Les médias n’ayant plus de cheminots à se mettre sous la dent ont donné de la voix toute la semaine sur ce dossier. Chaque jour, une collection de dépêches d’agence donnait le ton. Même le centre gauche « mou » a participé à la curée : reportages pseudo objectifs sur « ARTE » (que je regarde malheureusement régulièrement), articles dithyrambiques sur la manifestation, « véritable marée humaine », de l’opposition à Chavez…. Ce qui est grave, c’est que tout ce discours visant à démontrer que les anti-Chavez ne peuvent plus s’exprimer démocratiquement, légitime le coup d’état voire même l’assassinat du leader, que le gouvernement états-uniens appelle de tous ses vœux depuis des années. A moins que tout cela, comme le pense Chomsky, ne prépare l’opinion publique internationale à de nouvelles interventions militaires « contre l’axe du mal », en Amérique du Sud, lorsque les USA se seront débarrassés du bourbier moyen-oriental.

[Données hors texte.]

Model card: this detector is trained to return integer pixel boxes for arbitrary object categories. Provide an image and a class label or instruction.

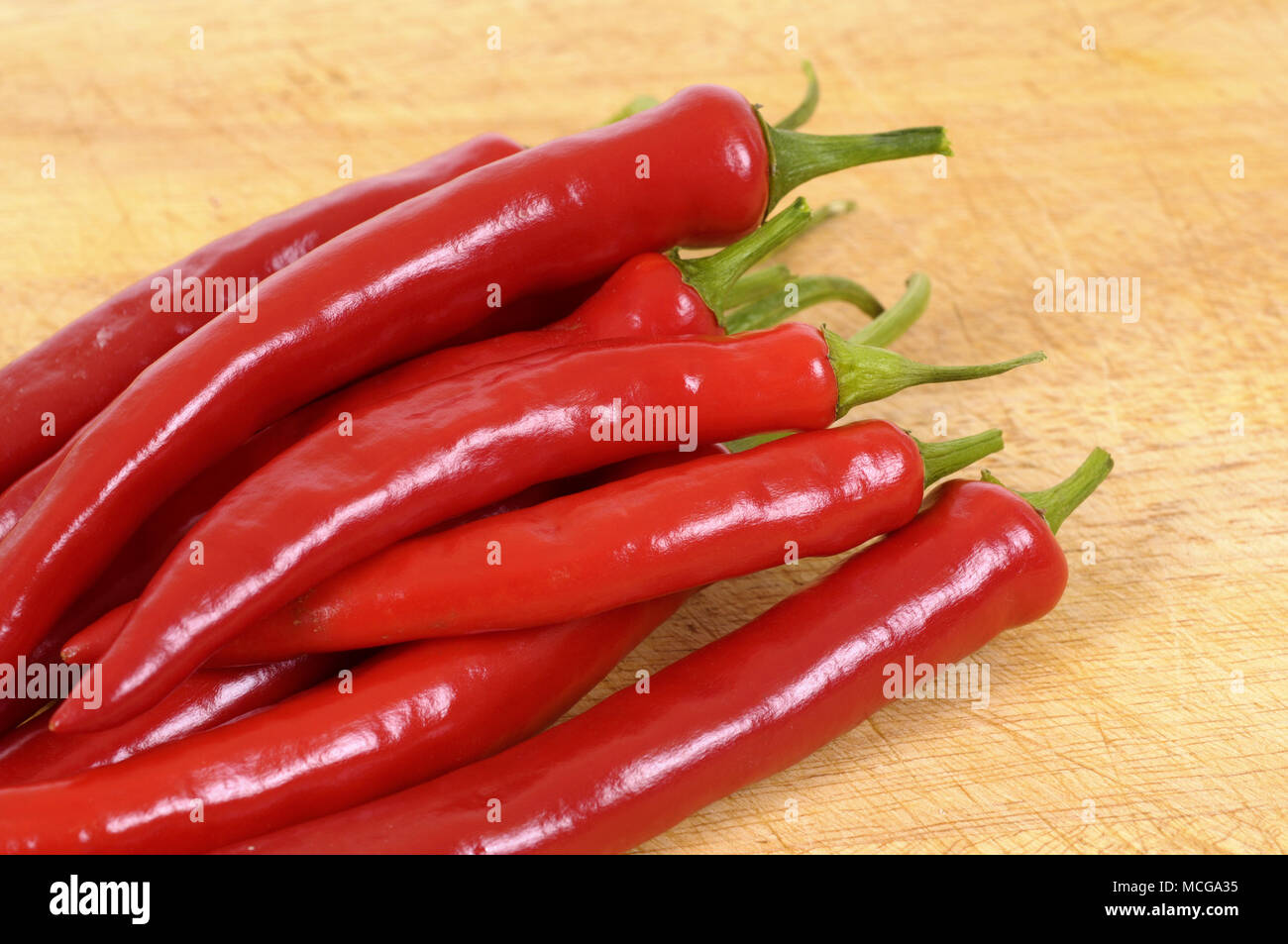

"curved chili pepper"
[163,420,1002,665]
[0,86,949,662]
[0,209,855,725]
[61,273,926,665]
[0,134,523,488]
[0,191,860,546]
[51,314,1042,730]
[0,596,683,854]
[0,653,353,788]
[227,451,1112,854]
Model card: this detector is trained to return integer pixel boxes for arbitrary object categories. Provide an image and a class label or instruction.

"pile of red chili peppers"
[0,67,1112,853]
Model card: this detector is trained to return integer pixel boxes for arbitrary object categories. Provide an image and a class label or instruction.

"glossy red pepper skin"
[0,653,352,788]
[190,420,924,665]
[0,86,769,662]
[0,597,682,854]
[229,480,1068,853]
[0,253,722,730]
[53,325,838,730]
[0,134,523,489]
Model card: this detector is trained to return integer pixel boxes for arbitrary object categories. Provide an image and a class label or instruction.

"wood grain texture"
[0,0,1288,853]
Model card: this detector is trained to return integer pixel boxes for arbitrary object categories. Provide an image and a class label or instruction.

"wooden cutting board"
[0,0,1288,853]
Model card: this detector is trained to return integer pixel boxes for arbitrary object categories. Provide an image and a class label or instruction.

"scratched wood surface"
[0,0,1288,853]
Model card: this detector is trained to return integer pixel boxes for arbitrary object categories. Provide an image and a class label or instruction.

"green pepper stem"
[673,200,810,314]
[725,265,793,308]
[806,200,859,231]
[850,271,930,348]
[724,275,883,335]
[600,95,661,128]
[980,446,1115,535]
[823,329,1046,417]
[756,121,953,213]
[774,59,818,132]
[724,429,796,452]
[913,429,1004,488]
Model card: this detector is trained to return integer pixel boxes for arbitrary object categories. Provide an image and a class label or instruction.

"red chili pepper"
[61,272,916,665]
[57,309,1040,730]
[0,597,682,854]
[0,653,353,787]
[0,86,948,680]
[0,134,523,488]
[165,420,1002,665]
[0,209,865,724]
[228,450,1112,854]
[0,201,860,546]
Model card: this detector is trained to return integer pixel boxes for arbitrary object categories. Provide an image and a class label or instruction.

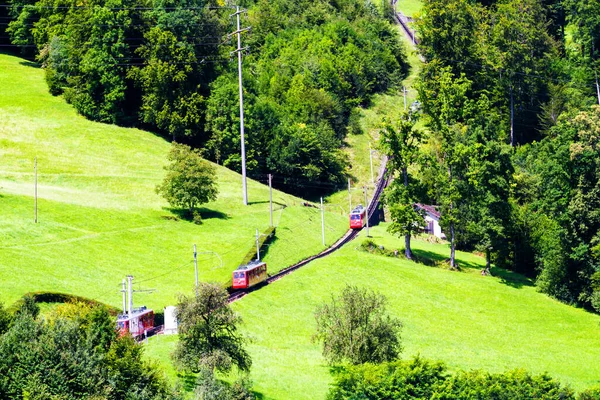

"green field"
[148,224,600,399]
[396,0,423,17]
[0,55,347,308]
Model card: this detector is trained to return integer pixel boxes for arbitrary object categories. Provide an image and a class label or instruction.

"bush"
[577,386,600,400]
[327,357,446,400]
[431,369,575,400]
[327,357,580,400]
[313,286,402,365]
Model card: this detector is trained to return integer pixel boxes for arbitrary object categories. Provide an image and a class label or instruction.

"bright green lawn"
[0,55,347,308]
[148,225,600,399]
[396,0,423,17]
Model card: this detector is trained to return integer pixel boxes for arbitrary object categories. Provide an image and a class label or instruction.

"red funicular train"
[233,261,267,289]
[117,307,154,338]
[350,204,367,229]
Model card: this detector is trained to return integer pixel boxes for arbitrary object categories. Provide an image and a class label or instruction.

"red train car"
[232,262,267,289]
[350,204,367,229]
[117,307,154,337]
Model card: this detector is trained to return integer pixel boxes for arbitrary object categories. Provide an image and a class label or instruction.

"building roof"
[415,203,440,219]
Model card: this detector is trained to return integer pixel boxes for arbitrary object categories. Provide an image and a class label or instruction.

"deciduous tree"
[156,143,218,214]
[313,286,402,364]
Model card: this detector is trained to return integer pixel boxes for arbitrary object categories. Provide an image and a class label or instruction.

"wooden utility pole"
[321,197,325,246]
[194,243,198,296]
[363,186,369,237]
[33,157,37,224]
[369,142,375,185]
[269,174,273,227]
[256,228,260,261]
[229,6,250,206]
[348,178,352,212]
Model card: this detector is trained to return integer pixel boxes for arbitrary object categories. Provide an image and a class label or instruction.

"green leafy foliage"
[313,286,402,364]
[0,304,178,400]
[173,283,252,374]
[156,143,218,214]
[327,357,576,400]
[380,114,425,259]
[8,0,407,190]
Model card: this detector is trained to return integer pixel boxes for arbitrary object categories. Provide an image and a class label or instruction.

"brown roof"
[415,203,440,219]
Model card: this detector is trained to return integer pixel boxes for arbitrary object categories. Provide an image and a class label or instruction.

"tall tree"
[313,286,402,365]
[380,113,424,260]
[156,143,218,214]
[173,283,252,373]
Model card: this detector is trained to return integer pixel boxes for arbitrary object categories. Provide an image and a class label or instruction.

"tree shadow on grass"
[412,249,481,269]
[260,234,279,259]
[248,200,287,208]
[19,61,41,69]
[163,207,230,222]
[492,267,534,289]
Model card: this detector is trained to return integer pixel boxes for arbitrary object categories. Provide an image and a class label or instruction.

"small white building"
[415,203,446,239]
[164,306,177,335]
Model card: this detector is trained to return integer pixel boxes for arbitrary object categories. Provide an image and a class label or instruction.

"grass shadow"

Lundi 3 décembre, une première dépêche assez brève d’agence : majorité de NON aux deux chapitres principaux du référendum. Quelques commentaires à la radio, à la télévision, un bref aperçu du discours de Chavez à la télévision (largement tronçonné) et c’est tout… Que sont devenues les brillantes analyses politiques de la semaine précédente, le parallèle Chavez Poutine ? Va-t-on avoir, non pas une auto critique, faut pas exagérer quand même, mais au moins un commentaire politique soulignant le fait qu’il est assez rare qu’un tyran soit contredit par un référendum, qu’une opposition, soit disant muselée, puisse remporter une élection alors qu’elle les perdait systématiquement depuis plusieurs années ? Nos « amis » journalistes vont-ils enfin reconnaître que les élections précédentes n’étaient pas truquées comme ils l’ont sans cesse prétendu, dans les colonnes du « Monde » ou du « Figaro », mais que Chavez bénéficiait d’un réel soutien populaire ? Vont-ils admettre que l’opinion populaire ne se confond pas forcément avec celle de la classe moyenne ? Et bien non, c’est le silence, un silence assourdissant, je dirais même. Je laisserai le mot de la fin à Chavez, qui ne manque ni d’humour ni de finesse politique et qui a déclaré dimanche soir (citation de mémoire) : « il faut qu’ils tirent une leçon importante de leur victoire ; il est possible de remporter des élections, il s’agit de la voie à suivre et l’opposition doit renoncer aux coups de forces, coups d’Etat et tentatives de déstabilisation ».

3 Comments so far...

admin Says:

7 décembre 2007 at 10:31.

Pas mal dans le genre, « courrier international » de cette semaine, publie un article sur Chavez et Poutine, rédigé avant les résultats du 2 décembre au soir… C’est gratiné à lire. On trouve des phrases du genre : « Et comme nous sommes au XXIème siècle, on ne fait plus de coup d’état baïonnette au canon ; on se contente de les faire avaliser, tout à fait légalement, par des peuples subjugués. » On peut lire une analyse intéressante de cet article à ce lien : http://libertesinternets.wordpress.com/2007/12/06/medias-menteurs-pourquoi-je-nachete-plus-de-journaux/

admin Says:

9 décembre 2007 at 16:13.

Et hop encore une couche pour ceux que le sujet intéresse. Voici le lien de la dernière analyse publiée sur ACRIMED, travail de synthèse très bien réalisé.
http://www.acrimed.org/article2781.html

j-p Says:

14 décembre 2007 at 14:04.

edifiant en effet, cela amène à réfléchir. et le paradoxe de dictature et référendum ne m’avait pas plus effleuré que cela!!! même si je n’assimilais pas Chavez à un dictateur.